Que linda, que grande artista foi Gal. Artista quando morre aumenta, porque todo mundo que o ama fala dele ao mesmo tempo, como nunca havia falado enquanto ele estava vivo, já que não faria o menor sentido. E quem eventualmente não goste, em respeito, silencia e nos poupa de ruído.

Gal é de uma geração de artistas imensamente importante para nosso país. Sem ter muito a acrescentar aos belos e informativos textos que venho lendo sobre ela desde ontem, queria só mesmo registrar que a morte de Gal como que principia a chegada de um tempo que sempre soube que chegaria, tanto quanto nunca soube como iria enfrentar: uma nova e vazia era deste país sem esse panteão luminoso: Gal, Bethânia, Caetano, Gil, Milton, Chico, enfim, há outros, mas acho que esses são os mais centrais.

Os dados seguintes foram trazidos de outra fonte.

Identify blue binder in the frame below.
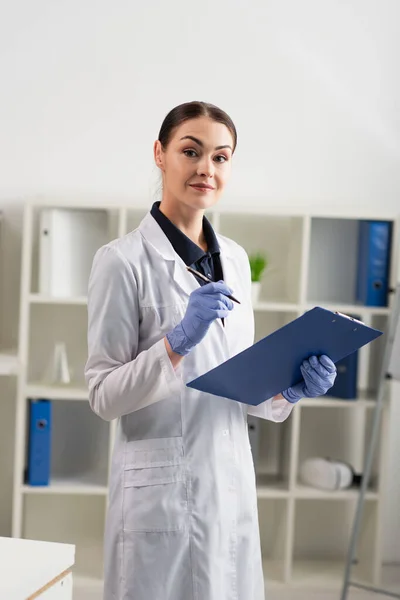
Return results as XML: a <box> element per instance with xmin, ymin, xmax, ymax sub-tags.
<box><xmin>186</xmin><ymin>306</ymin><xmax>382</xmax><ymax>405</ymax></box>
<box><xmin>356</xmin><ymin>221</ymin><xmax>392</xmax><ymax>306</ymax></box>
<box><xmin>27</xmin><ymin>400</ymin><xmax>52</xmax><ymax>486</ymax></box>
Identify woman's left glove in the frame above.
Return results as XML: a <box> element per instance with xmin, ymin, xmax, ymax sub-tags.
<box><xmin>282</xmin><ymin>354</ymin><xmax>337</xmax><ymax>403</ymax></box>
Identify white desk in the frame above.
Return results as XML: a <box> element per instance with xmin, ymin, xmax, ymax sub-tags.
<box><xmin>0</xmin><ymin>537</ymin><xmax>75</xmax><ymax>600</ymax></box>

Não acompanho a cena musical (aliás, cena alguma) com a devida regularidade, mas nada que veio depois desse pessoal me toca tão definitivamente quanto a obra deles. Encontro ali escola, alimento, remédio para tudo. Suspeito que seja por uma pretensão a alcançar o universal – temático, semântico, sentimental, espiritual e musical – muito própria da geração deles, e que foi se esmaecendo, talvez pelo chamado da contemporaneidade ao aprofundamento nos temas, nos campos, nas técnicas, nas especialidades; mas sobretudo pelo fato de que esses grandes nomes já existiam, sendo portanto contraindicado a quem veio depois pretender imitá-los.

Artistas assim como Gal me fazem pensar no que constitui um grande artista, em qual sua real necessidade, seja para as pessoas, seja para a sociedade.

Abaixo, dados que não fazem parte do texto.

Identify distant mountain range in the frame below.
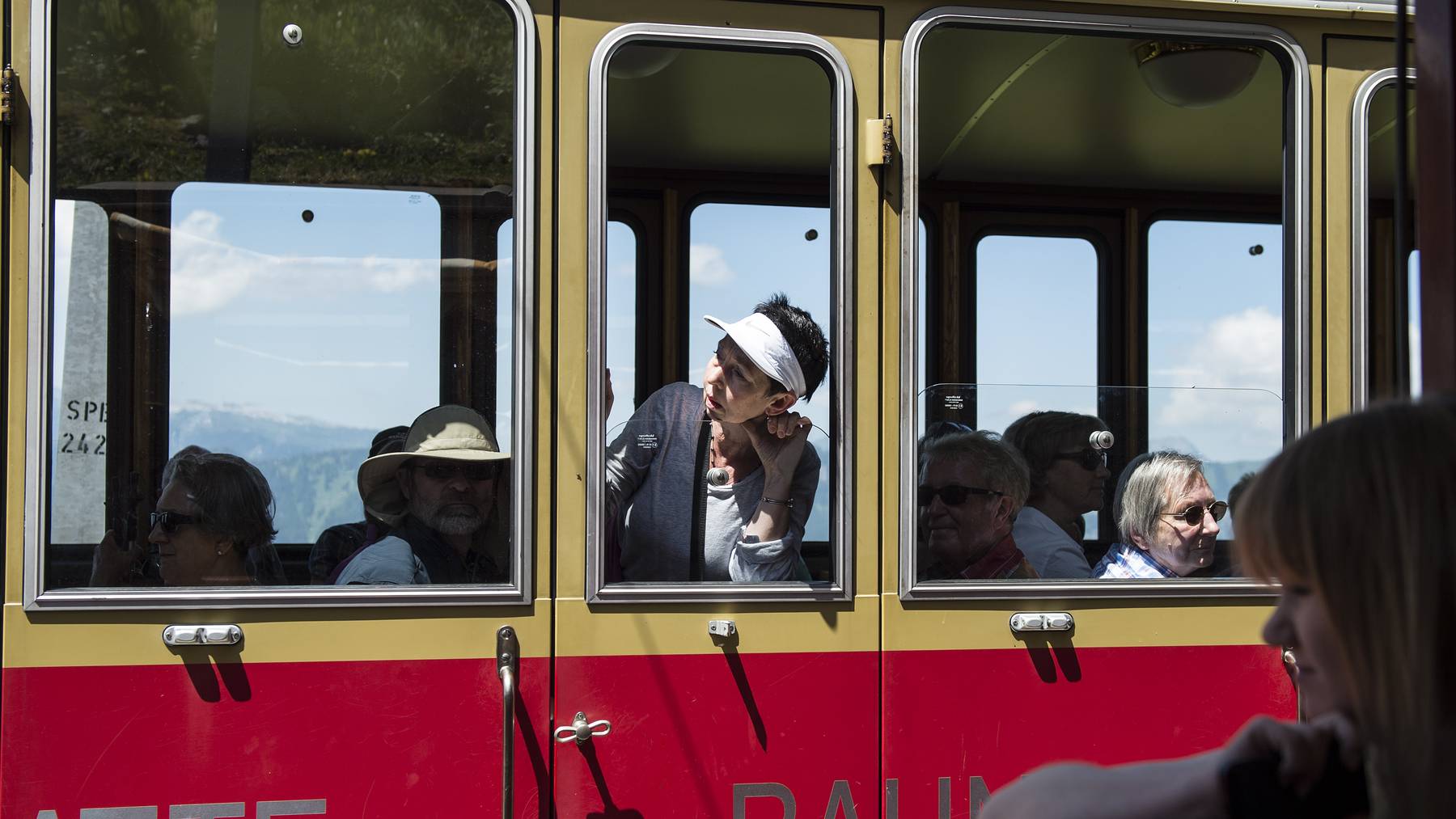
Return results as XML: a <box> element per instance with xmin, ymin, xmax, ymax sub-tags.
<box><xmin>167</xmin><ymin>404</ymin><xmax>379</xmax><ymax>542</ymax></box>
<box><xmin>169</xmin><ymin>404</ymin><xmax>1263</xmax><ymax>542</ymax></box>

Às pessoas, acho que eles dão os instrumentos para sentir. Sim, porque sentir não é algo meramente abstrato ou interno à pessoa, requer toda uma materialidade. Ninguém festeja, ama, sofre ou sente saudade ‘por dentro’ e pronto: usamos para isso a arte feita pelos outros.

À sociedade, os artistas oferecem talvez a cola que lhe possibilita a própria existência, já que sem eles seria impossível sentir em comum. Ninguém jamais soube explicar um sentimento em sua plenitude, mas todo mundo sabe que certas canções, certos artistas ajudam a gente a festejar, a amar, a sofrer, a sentir saudade, e principalmente a estimular e reconhecer esses sentimentos nas outras pessoas. É aquela coisa do “toca Bethânia, mostra que tu é intenso”.

Do conjunto das grandes composições, podemos pinçar aquelas que se aplicam a mais de um momento, temática ou sentimento. São como que canções-curinga, que a gente canta em diversos momentos da vida, com finalidades diversas e mutáveis.

Baby, para mim, é uma dessas canções-curinga. Confesso (sou inexplicavelmente desatento ao sentido de algumas letras que sei cantar de cor desde que me entendo por gente) que já amei tocando mal Baby, já ninei meus filhos tocando mal Baby e, atualmente, depois que descobri que Baby foi uma música que Caetano fez para a irmã, passei a tocar mal Baby para mitigar um pouco a saudade de minha irmã, que achou de viver na Austrália e em janeiro vai ter um baby. É, baby, há quanto tempo.

Mas, retomando: como será viver em um mundo sem a presença desse pessoal que já viveu tudo e nos deu régua e compasso para sentir? E, mais aflitivo ainda: o que será das pessoas da minha idade daqui a 40 e poucos anos, quando esta minha geração e as mais novas equivaler à desses grandes artistas que já não se fabrica mais?

Amigos já me alertaram quanto à possibilidade de estar mitificando excessivamente a geração de meus ídolos, e espero que eles estejam certos. Talvez os ídolos das próximas gerações já estejam aí brilhando, tocando, escrevendo, mas a verdade é que não dá para saber, ninguém pode prever o que – e, pior, se algo – do que está rolando hoje irá sobreviver.

Parece, enfim, que o único caminho de salvação para o futuro é todos nós, gente de hoje, que tenhamos um fio de veleidade artística, decidirmos simplesmente correr o risco da expressão – na música, nas artes, na literatura. E o tempo que se encarregue de peneirar de tudo isso o que for universal para quem vier.

Talvez a grande canção do futuro, a grande arte, predestinada a não perecer, seja alguma tentativa decaída de imitação barata de algo que lembre assim uma espécie de Baby mal tocada no violão.